Ci si troverebbe invece, secondo la Cassazione, davanti ad una fattispecie di furto aggravato dal mezzo fraudolento quando si attua una simulazione di qualità personali per ottenere la consegna di determinati beni da parte della persona offesa: Questo perché, in tal caso, la scelta dispositiva del soggetto passivo non è sintomo della sua volontà di spossessarsi definitivamente del bene.

Nel caso di specie portato all’esame della Suprema Corte si sono frammischiati e sovrapposti ulteriori elementi che hanno reso, a giudizio dei giudici di legittimità, più complicata l’operazione ermeneutica di distinzione tra le due fattispecie criminose in esame da parte del giudice di merito.

Infatti, l’imputato ha sia messo in atto delle condotte che potrebbero essere naturalmente collocate nella categoria degli artifizi e raggiri. Ma, quando ha dovuto giustificare la propria qualità personale di possessore legittimo del titolo di credito ha attuato un’azione di spossessamento unilaterale, dandosi alla fuga e portandosi via i gioielli, realizzando, per questo verso, una vera e propria apprensione dei beni invito domino.

Detto ciò i giudici di legittimità richiamano due  pronuce della stessa Corte di Cassazione. E precisamente, in primo luogo la più recente Sentenza n° 29567 del 27/03/2019. In base a tale pronuncia, afferma l’odierno Collegio della Cassazione, si configura un’ipotesi di furto, e non di truffa, qualora il reo abbia posto in essere attività preparatorie finalizzate ad operare il trasferimento a sé del bene con ricorso a mezzi fraudolenti nei confronti della vittima, ma risulta caratterizzante che tra l’atto dispositivo di questa e il risultato dell’impossessamento si inserisce l’azione del predetto in qualità di usurpazione unilaterale.

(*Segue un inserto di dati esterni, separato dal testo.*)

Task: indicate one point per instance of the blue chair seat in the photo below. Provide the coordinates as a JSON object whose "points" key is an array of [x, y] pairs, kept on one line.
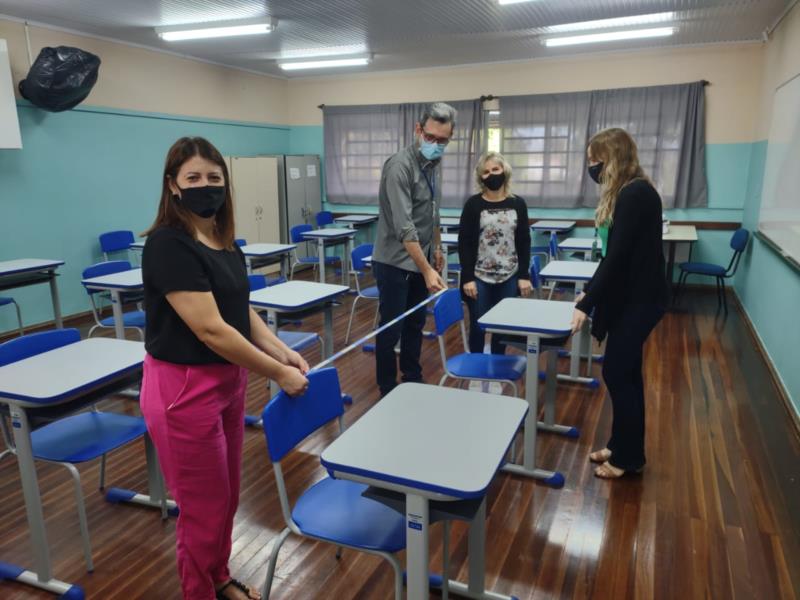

Mentre, l’altra pronuncia richiamata dai giudici della V Sezione Penale, più datata, e cioè la n° 1109 del 21/06/1966 della II Sezione, ha espresso molto chiaramente che per qualificare il carattere dell’offesa e stabilire se essa integri gli estremi del furto o quelli della truffa, deve aversi riguardo alla fase risolutiva del processo causale. Quindi, se il risultato è l’impossessamento mediante sottrazione ci si troverà di fronte ad un’ipotesi di furto, pur se l’attività unilaterale volta ad operare il trasferimento sia preparata dall’agente col ricorso a mezzi fraudolenti. Sicché non si può avere truffa se tra il fatto della vittima ed il risultato si inserisce l’azione del reo con carattere di usurpazione unilaterale. In pratica, la volontà di spossessarsi del legittimo proprietario del bene, per aversi furto aggravato dal mezzo fraudolento, deve essere assolutamente provvisoria e non definitiva. Per aversi truffa, infatti, lo spossessamento deve realizzarsi con il consenso della vittima.

Da ciò la Corte di Cassazione fa derivare il rigetto del ricorso come inammissibile con l’enunciazione del seguente nuovo principio di diritto: “In tema di reati contro il patrimonio, per qualificare il carattere dell’offesa e stabilire se essa integri gli estremi del furto o quelli della truffa, deve aversi riguardo alla fase risolutiva del processo causale: si configura un’ipotesi di furto, e non di truffa, qualora il reo abbia compiuto attività preparatorie finalizzate ad operare il trasferimento a sé del bene col ricorso a mezzi fraudolenti nei confronti della vittima, ma tra l’atto dispositivo di questa ed il risultato dell’impossessamento si inserisca l’azione del predetto con carattere di usurpazione unilaterale.”